A Texas woman has sued Victoria’s Secret in federal court, alleging that she suffered third-degree burns after one of its hoodies touched a stovetop burner and burst into flames. Samantha Burke says in her lawsuit that, on November 21, 2016, she was heating up some soup on her gas stove while wearing a hoodie from the company’s PINK apparel line. While moving the soup from the burner to the countertop, she states that she smelled something burning and realized that the drawstring on her Victoria’s Secret PINK hoodie had caught fire. As she set the soup on her kitchen counter, she saw flames on the right side of her body. Hearing her scream, Burke’s husband yelled at her to drop to the floor and roll. She did so, but the flames did not go out immediately. Instead, she and her husband put the fire out with their bare hands.
Doctors who treated Burke after the accident diagnosed her with third-degree burns and put skin grafts on them before placing her in an airplane splint, a device that fixes the patient’s arm at shoulder level to aid in the healing process. Burke states that she spent several weeks in the splint, which forced her into a posture that made her body ache, and pain medication provided her little relief. Even sleep provided no relief, she claims, as she had recurring nightmares of being trapped in a fire in her home. The problems persisted even after she thought she had improved enough to return to work. Burke claims that, while she was giving a presentation in a light sweater at work one day, the seater irritated her skin so badly that her skin began to bleed. Alarmed by this development, she returned to her doctor, who informed her that her burns had reached “maximum improvement,” meaning that she will be stuck with scarred skin that cannot be exposed to heat or sunlight for the rest of her life.
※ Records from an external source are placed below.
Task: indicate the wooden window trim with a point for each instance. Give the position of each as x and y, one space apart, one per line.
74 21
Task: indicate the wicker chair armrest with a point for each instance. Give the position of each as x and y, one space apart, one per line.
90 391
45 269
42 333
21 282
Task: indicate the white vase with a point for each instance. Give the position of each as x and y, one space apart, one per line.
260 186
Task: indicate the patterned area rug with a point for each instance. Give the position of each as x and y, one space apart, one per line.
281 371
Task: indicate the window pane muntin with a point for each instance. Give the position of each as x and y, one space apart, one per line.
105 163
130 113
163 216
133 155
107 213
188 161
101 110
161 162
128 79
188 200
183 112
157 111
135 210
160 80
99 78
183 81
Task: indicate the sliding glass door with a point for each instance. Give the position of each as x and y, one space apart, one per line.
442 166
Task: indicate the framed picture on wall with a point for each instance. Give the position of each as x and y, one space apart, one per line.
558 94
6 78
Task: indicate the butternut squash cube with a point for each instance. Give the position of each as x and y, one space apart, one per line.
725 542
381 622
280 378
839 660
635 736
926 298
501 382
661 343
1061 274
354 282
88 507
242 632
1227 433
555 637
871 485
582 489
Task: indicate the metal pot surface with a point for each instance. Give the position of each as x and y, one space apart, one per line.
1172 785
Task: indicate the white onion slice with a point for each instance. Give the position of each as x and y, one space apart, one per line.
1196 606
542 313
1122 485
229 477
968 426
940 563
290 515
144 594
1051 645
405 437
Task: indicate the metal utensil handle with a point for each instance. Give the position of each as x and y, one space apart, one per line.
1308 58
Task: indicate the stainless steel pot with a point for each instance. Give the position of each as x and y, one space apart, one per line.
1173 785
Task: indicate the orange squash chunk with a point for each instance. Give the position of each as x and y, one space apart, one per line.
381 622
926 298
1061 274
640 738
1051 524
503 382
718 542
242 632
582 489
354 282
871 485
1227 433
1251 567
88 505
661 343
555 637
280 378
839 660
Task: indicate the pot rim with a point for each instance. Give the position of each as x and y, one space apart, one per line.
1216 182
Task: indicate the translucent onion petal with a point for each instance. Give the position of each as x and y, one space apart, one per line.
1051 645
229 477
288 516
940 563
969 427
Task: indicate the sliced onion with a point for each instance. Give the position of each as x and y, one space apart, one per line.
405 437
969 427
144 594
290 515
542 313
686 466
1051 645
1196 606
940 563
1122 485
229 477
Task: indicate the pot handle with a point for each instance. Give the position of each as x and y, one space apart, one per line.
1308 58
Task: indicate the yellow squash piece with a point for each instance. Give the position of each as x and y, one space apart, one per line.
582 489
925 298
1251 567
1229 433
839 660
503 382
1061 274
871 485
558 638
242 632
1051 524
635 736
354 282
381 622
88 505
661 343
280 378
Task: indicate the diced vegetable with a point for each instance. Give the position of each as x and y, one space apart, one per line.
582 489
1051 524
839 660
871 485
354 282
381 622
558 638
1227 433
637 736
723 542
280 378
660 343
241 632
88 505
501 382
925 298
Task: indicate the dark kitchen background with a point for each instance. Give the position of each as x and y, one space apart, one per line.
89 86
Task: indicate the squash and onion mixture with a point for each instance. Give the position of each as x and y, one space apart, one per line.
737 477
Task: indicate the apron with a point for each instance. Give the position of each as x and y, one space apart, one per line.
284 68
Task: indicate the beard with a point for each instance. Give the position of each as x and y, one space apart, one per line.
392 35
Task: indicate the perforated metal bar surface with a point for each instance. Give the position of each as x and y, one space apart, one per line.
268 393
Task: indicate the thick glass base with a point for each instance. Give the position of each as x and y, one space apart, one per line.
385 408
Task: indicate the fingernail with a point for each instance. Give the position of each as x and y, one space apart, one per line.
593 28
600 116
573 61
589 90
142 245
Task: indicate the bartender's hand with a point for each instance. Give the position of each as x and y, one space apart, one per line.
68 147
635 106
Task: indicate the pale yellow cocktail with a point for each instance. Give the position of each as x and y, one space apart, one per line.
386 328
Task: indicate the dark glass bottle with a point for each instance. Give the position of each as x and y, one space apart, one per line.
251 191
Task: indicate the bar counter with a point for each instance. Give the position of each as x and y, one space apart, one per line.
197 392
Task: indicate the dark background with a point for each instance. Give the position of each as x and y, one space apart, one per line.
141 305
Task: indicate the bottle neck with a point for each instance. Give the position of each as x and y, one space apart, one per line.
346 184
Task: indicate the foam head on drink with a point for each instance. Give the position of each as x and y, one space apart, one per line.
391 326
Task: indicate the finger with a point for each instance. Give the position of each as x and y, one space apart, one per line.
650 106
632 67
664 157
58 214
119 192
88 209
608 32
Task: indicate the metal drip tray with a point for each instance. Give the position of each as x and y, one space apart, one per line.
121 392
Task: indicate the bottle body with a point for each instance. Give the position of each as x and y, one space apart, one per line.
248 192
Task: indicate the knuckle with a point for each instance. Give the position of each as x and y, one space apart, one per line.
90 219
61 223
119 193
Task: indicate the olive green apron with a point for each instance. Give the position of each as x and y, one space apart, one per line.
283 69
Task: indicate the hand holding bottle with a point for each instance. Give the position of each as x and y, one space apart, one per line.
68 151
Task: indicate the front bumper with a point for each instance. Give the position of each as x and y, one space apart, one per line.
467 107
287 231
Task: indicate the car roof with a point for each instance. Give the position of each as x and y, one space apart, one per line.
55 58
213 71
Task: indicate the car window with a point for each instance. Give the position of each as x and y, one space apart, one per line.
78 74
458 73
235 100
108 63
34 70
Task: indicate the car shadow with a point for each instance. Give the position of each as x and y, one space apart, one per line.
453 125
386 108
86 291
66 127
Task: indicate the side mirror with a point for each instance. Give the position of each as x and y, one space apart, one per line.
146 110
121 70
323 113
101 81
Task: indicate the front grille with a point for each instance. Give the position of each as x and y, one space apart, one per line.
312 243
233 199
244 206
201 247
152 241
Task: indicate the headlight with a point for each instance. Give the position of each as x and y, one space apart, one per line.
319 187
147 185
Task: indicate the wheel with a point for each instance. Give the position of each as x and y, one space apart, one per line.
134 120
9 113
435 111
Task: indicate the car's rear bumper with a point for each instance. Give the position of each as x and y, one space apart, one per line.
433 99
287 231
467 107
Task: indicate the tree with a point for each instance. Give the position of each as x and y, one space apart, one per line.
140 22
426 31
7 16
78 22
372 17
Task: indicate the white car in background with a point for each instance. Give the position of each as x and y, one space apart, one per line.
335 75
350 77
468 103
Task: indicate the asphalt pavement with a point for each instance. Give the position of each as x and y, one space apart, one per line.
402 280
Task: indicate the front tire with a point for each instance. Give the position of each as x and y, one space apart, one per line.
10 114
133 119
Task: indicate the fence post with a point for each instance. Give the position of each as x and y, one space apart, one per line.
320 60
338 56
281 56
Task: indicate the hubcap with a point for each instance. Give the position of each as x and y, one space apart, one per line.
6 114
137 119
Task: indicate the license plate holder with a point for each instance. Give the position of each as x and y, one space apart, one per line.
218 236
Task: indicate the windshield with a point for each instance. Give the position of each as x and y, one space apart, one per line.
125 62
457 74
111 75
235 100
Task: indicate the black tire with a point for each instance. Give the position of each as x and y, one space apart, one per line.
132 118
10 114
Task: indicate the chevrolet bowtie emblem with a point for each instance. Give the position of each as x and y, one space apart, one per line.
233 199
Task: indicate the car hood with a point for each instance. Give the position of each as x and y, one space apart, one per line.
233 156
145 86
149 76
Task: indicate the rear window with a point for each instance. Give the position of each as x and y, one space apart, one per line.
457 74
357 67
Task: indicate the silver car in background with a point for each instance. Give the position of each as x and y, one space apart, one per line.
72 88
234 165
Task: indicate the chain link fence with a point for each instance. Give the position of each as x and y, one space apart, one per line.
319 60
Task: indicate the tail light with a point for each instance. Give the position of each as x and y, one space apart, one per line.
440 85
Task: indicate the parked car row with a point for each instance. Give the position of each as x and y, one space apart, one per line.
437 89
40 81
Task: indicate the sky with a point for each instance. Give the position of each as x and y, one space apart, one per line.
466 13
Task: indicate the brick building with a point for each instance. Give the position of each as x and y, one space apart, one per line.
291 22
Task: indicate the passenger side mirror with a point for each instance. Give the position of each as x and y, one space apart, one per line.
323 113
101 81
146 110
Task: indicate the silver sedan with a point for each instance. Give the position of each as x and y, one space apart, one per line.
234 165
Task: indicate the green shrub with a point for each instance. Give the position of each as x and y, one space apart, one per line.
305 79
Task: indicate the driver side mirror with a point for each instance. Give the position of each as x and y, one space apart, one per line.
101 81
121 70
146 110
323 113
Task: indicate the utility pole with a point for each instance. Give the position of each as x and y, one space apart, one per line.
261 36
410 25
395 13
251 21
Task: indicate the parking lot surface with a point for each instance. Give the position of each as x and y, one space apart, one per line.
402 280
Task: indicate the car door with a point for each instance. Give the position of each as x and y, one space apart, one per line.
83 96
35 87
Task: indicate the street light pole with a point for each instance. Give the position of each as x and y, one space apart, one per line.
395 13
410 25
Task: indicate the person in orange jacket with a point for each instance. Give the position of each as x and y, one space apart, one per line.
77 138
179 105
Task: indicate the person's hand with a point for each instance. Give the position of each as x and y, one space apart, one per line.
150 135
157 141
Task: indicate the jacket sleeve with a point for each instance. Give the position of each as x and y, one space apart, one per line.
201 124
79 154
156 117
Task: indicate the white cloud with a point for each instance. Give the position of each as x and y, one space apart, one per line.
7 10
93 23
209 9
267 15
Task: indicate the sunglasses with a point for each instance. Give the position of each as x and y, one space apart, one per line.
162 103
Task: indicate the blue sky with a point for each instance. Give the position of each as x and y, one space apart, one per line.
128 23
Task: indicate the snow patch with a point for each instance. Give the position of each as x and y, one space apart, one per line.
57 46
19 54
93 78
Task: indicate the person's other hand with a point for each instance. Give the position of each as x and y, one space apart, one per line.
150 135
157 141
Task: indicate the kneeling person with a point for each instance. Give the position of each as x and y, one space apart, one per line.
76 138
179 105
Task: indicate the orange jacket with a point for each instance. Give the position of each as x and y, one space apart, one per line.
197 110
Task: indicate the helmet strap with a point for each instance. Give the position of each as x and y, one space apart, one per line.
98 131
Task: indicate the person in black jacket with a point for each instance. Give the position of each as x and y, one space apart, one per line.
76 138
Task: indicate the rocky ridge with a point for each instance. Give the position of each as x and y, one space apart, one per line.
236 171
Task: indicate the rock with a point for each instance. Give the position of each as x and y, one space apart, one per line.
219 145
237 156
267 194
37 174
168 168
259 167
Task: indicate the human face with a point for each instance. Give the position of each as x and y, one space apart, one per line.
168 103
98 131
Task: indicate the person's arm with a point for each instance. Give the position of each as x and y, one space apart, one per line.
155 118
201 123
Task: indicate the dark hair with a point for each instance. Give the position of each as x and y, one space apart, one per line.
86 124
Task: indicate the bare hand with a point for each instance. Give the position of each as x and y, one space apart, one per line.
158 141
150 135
In her complaint, Burke is claiming damages based on theories of products liability, gross negligence, negligent design, and failure to warn. She also wants Victoria’s Secret to pay her hospital bills. This is not the first time that Victoria’s Secret has found itself in legal trouble over flaming garments. The company has been sued 19 times since 2004, including four class actions, by women alleging products liability and claiming they were either burned when a candle caught their lingerie on fire, they suffered allergic reactions to lingerie, or bras injured them and left scars.